L’analisi. La politica sembra essersi dimenticata di sette milioni di
operai. E’ uno dei tristi successi della società italiana degli ultimi decenni
La classe invisibile alla ricerca di una voce
di LUCIANO GALLINO
Le immagini degli operai che salgono su ciminiere alte 170 metri per
restarci intere giornate, o su una gru, oppure occupano una fabbrica che ha
annunciato il loro licenziamento, sono scorci di una realtà ignota ai più,
frammenti che si intravvedono per un istante attraverso una finestra che
viene subito richiusa. Sono immagini d’una condizione di vita e di lavoro
che sebbene coinvolga ancor oggi milioni di persone è virtualmente ignota a
tutto il resto della società. Scatti fotografici d’una classe sociale che
resta altrimenti invisibile.
Aver reso socialmente invisibile il lavoro degli operai come insieme, come
classe sociale, è uno dei tristi successi della società italiana degli
ultimi decenni. Al presente, per gli uomini politici, compresi molti di
sinistra, parlare degli operai come classe sembra un frusto ritornello, un
indugiare su un passato irrecuperabile.
Perfino a molti sindacalisti non sembra un argomento su cui insistere;
temono, a volte con ragione, di non essere più votati. Da parte loro le
scienze economiche e sociali si sono impegnate soprattutto a scrutare
l’avvento del post-industriale, o meglio della società della conoscenza,
quel luogo radioso dove più nessuno si sporca le mani nè si rompe la
schiena dalla fatica perché tutte le merci sono prodotte dalle macchine.
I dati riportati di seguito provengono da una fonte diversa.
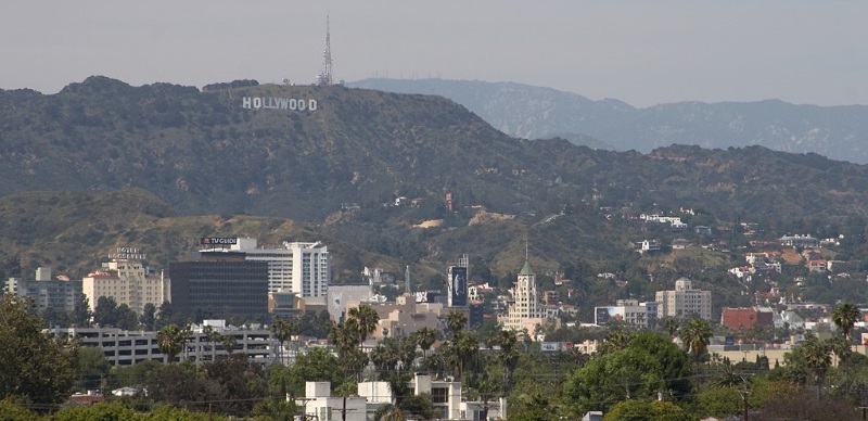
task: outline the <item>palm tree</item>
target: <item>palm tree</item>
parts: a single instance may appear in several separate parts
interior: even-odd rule
[[[280,316],[275,317],[275,322],[271,323],[271,333],[280,342],[280,349],[278,359],[283,363],[283,343],[291,340],[293,335],[297,334],[302,329],[302,323],[298,319],[284,319]]]
[[[687,350],[693,354],[693,358],[699,359],[709,349],[709,339],[712,337],[712,328],[707,321],[693,319],[681,328],[678,337],[687,346]]]
[[[502,392],[506,397],[512,393],[512,372],[515,370],[521,357],[518,347],[519,337],[514,330],[501,330],[497,332],[493,342],[500,347],[500,354],[498,354],[497,359],[503,367]]]
[[[367,304],[350,308],[349,318],[356,320],[359,344],[365,343],[368,335],[376,330],[376,324],[380,322],[380,316],[376,314],[376,310]]]
[[[224,345],[224,349],[226,349],[226,353],[232,355],[232,352],[235,350],[235,344],[238,343],[238,340],[235,340],[235,335],[233,334],[222,335],[220,342]]]
[[[615,350],[625,349],[630,346],[630,342],[636,336],[633,332],[614,331],[610,332],[603,339],[603,344],[600,347],[601,354],[609,354]]]
[[[832,321],[844,332],[844,339],[850,341],[850,332],[856,321],[861,319],[861,311],[851,303],[841,303],[832,310]]]
[[[461,379],[465,369],[476,362],[480,343],[473,334],[459,331],[452,336],[447,353],[449,362],[456,368],[456,378]]]
[[[156,332],[159,352],[166,355],[168,363],[175,361],[175,357],[183,350],[188,335],[188,330],[177,324],[167,324]]]
[[[425,361],[425,368],[427,368],[427,350],[431,349],[431,346],[437,341],[437,331],[424,327],[416,331],[414,334],[416,343],[422,348],[422,359]]]
[[[463,311],[454,310],[446,315],[446,327],[452,332],[452,335],[464,329],[468,324],[468,317]]]
[[[352,310],[350,310],[352,311]],[[348,371],[350,369],[349,365],[352,363],[350,359],[352,354],[355,348],[359,345],[361,330],[358,327],[358,320],[348,317],[346,320],[334,324],[331,329],[331,341],[334,346],[337,348],[337,357],[339,359],[344,362],[344,378],[348,378]],[[346,421],[346,394],[347,387],[344,385],[343,390],[343,410],[341,411],[341,419]]]
[[[831,344],[822,342],[814,335],[805,337],[805,342],[796,348],[797,361],[814,374],[814,381],[817,383],[817,399],[822,397],[826,371],[832,366],[831,352]]]

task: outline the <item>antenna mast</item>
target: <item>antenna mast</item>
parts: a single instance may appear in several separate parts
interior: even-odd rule
[[[322,52],[322,72],[317,75],[317,85],[332,85],[332,41],[329,28],[329,15],[326,15],[326,50]]]
[[[404,282],[405,282],[404,292],[407,295],[412,294],[413,292],[412,292],[412,289],[410,288],[410,266],[409,265],[407,265],[407,269],[404,271]]]

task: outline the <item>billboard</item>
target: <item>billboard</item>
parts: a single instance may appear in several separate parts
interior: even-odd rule
[[[611,320],[624,320],[624,307],[597,307],[593,323],[605,326]]]
[[[449,266],[449,307],[468,305],[468,268]]]
[[[203,245],[234,245],[238,237],[205,237],[200,242]]]

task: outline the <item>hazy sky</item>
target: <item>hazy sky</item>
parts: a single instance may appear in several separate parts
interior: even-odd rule
[[[515,81],[647,106],[868,104],[868,1],[10,0],[0,88],[311,82],[334,74]]]

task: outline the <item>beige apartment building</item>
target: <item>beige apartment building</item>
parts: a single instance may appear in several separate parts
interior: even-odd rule
[[[675,291],[658,291],[654,295],[658,316],[682,318],[699,315],[703,320],[712,319],[712,292],[693,289],[693,281],[681,278],[675,281]]]
[[[141,315],[148,303],[158,307],[163,302],[170,302],[168,291],[169,280],[163,273],[150,273],[137,258],[114,258],[81,280],[81,292],[91,311],[97,308],[97,301],[105,296]]]
[[[518,332],[527,330],[533,334],[537,326],[546,321],[546,306],[539,299],[539,291],[536,285],[536,273],[531,269],[528,261],[519,272],[515,288],[512,289],[513,301],[508,304],[507,312],[500,315],[497,321],[505,330]]]

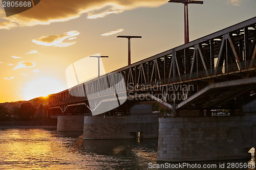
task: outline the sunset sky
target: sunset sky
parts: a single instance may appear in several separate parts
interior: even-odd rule
[[[168,0],[41,0],[8,17],[0,3],[0,103],[65,90],[66,69],[91,55],[109,56],[106,72],[126,66],[118,35],[142,37],[132,63],[184,43],[184,6]],[[256,0],[205,0],[188,13],[192,41],[255,16]]]

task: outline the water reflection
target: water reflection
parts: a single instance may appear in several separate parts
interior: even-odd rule
[[[1,169],[144,169],[157,139],[83,140],[82,133],[0,130]]]
[[[165,163],[156,161],[157,142],[158,139],[83,140],[82,133],[43,129],[0,130],[0,169],[150,169],[149,163]],[[225,169],[229,163],[255,163],[254,151],[250,150],[250,160],[186,163],[216,164],[208,169]],[[169,163],[172,167],[178,163]],[[223,163],[225,168],[219,168]]]

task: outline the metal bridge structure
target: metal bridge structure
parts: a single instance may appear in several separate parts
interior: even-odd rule
[[[117,100],[110,112],[124,114],[148,101],[175,111],[234,110],[256,100],[255,56],[256,17],[52,94],[44,110],[91,113]]]

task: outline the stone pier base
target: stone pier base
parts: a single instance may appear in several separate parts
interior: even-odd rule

Oppure da qualcuno in Cina o in India che anche se guadagna quattro euro al
giorno e lavora settanta ore la settimana deve dir grazie, perché prima –
ci assicurano – stava peggio. Pure ai narratori ed ai registi la classe che
doveva andare in paradiso da tempo non interessa più. Rende maggiormente,
anche sotto il rispettabile profilo della fama, occuparsi di crisi: non di
quella economica, bensì degli adolescenti, dei quarantenni, delle famiglie
di città o degli amori di provincia.
Di operai parla abbastanza spesso la TV. Quasi ogni giorno ci informa che
qualcuno è morto cadendo dal tetto o calandosi in una cisterna o venendo
travolto da un carrello mentre lavorava sui binari. Un po’ più di rado ci
informa che tot persone sono decedute perché hanno respirato amianto o
altre sostanze nocive per decenni. Ma parla di questi come fossero
sgradevoli eventi individuali, anziché elementi costitutivi della vita di
tutti coloro che fanno parte, lo gradiscano o no, di una comunità di
destino – che è il significato antico e perenne di classe sociale.
Eppure gli operai sono ancora tanti. Più o meno sette milioni, circa la
metà nel settore manifatturiero e gli altri sparsi tra trasporti,
costruzioni, industrie della conservazione, agricoltura e servizi vari.
Nemmeno in un supermercato, quintessenza del terziario, i prodotti si
collocano da sé negli scaffali, né le camere si rifanno da sole in un
hotel. Quel che accomuna questa massa di persone, legandole materialmente a
un destino collettivo, sono una serie di situazioni che basterebbero a
riempire l’agenda politica di qualsiasi forza riuscisse ancora a vederle.
In termini reali, le loro retribuzioni sono quasi ferme da oltre dieci
anni, ovvero sono aumentate in misura minima rispetto agli altri paesi
della Ue a 15. In rapporto al Pil, hanno perso in vent’anni tra 8 e 10
punti percentuali rispetto alle rendite e altri redditi da capitale. Si
tratta di decine di miliardi di euro l’anno che sono andati ad altre classi
sociali. A forza di riforme del sistema previdenziale fondate, più che sui
bilanci effettivi dell’Inps o sull’andamento reale del rapporto tra attivi
e inattivi, sull’accusa di ostinarsi a vivere più a lungo, vanno incontro a
pensioni da poveri. Non bastasse, adesso la crisi ha posto questa massa di
persone, grazie anche alle riforme più che decennali del mercato del
lavoro, dinanzi a un aspro scenario: molti lavoratori che contavano su
un’occupazione stabile l’hanno persa o stanno per perderla. Molti
disoccupati non troveranno lavoro per anni. Una quota rilevante di essi non
lo troverà mai più.
Le immagini degli operai che protestano, in forme nuove o tradizionali che
siano, se uno guarda bene, hanno nello sfondo queste situazioni. Comuni a
tutti loro. Se un politico vi dice che le classi sociali non esistono più,
suggeritegli cortesemente di cambiare mestiere.